Одинцова покусала угол носового платка.

– Думайте, что хотите, но мне будет скучно, когда вы уедете.

– Аркадий останется, – заметил Базаров.

Одинцова слегка пожала плечом.

– Мне будет скучно, – повторила она.

– В самом деле? Во всяком случае, долго вы скучать не будете.

– Отчего вы так полагаете?

– Оттого, что вы сами мне сказали, что скучаете только тогда, когда ваш порядок нарушается. Вы так непогрешительно правильно устроили вашу жизнь, что в ней не может быть места ни скуке, ни тоске… никаким тяжелым чувствам.

– И вы находите, что я непогрешительна… то есть что я так правильно устроила свою жизнь?

– Еще бы! Да вот, например: через несколько минут пробьет десять часов, и я уже наперед знаю, что вы прогоните меня.
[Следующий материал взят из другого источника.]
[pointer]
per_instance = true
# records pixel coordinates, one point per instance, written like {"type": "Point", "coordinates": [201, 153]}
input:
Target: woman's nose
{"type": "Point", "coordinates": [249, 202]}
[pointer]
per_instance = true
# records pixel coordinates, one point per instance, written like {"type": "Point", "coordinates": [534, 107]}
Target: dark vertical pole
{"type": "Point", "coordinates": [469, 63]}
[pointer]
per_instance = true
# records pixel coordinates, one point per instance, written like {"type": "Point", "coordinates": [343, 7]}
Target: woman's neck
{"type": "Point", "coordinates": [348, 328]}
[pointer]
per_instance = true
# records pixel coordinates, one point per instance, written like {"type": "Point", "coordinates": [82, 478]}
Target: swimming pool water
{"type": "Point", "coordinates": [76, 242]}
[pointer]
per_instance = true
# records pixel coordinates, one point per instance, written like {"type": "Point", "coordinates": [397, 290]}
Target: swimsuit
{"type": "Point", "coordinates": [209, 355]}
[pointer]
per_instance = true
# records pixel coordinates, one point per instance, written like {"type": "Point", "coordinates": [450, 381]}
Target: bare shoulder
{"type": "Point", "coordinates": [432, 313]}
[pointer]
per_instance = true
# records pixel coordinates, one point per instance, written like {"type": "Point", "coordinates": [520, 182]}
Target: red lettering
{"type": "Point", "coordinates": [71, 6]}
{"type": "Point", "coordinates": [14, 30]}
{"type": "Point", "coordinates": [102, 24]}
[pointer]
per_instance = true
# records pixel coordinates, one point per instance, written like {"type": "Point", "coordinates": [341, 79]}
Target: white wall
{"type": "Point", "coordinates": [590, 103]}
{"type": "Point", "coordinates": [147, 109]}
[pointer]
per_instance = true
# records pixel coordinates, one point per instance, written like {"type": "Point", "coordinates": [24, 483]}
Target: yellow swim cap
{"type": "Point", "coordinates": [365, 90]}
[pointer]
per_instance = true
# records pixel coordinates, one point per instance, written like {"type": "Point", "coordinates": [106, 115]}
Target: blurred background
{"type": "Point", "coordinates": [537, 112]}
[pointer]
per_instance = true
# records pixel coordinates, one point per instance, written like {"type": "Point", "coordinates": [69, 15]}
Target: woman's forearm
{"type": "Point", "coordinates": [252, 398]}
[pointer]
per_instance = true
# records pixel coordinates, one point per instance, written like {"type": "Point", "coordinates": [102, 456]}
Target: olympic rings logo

– Нет, не прогоню, Евгений Васильич. Вы можете остаться. Отворите это окно… мне что-то душно.

94

Желтый дом – первая психиатрическая больница в Москве.

95

Тоггенбург – романтический герой баллады Ф. Шиллера «Рыцарь Тоггенбург», долгие годы просидевший у монастыря, где находилась его возлюбленная, в ожидании, чтоб «у милой стукнуло окно».

96

Миннезингеры, трубадуры – средневековые поэты-певцы, принадлежавшие к рыцарскому сословию и воспевавшие преимущественно любовь.

97

Чуйка – верхняя одежда, длинный суконный кафтан.

98

Пелуз и Фреми. Общие основы химии (фр.).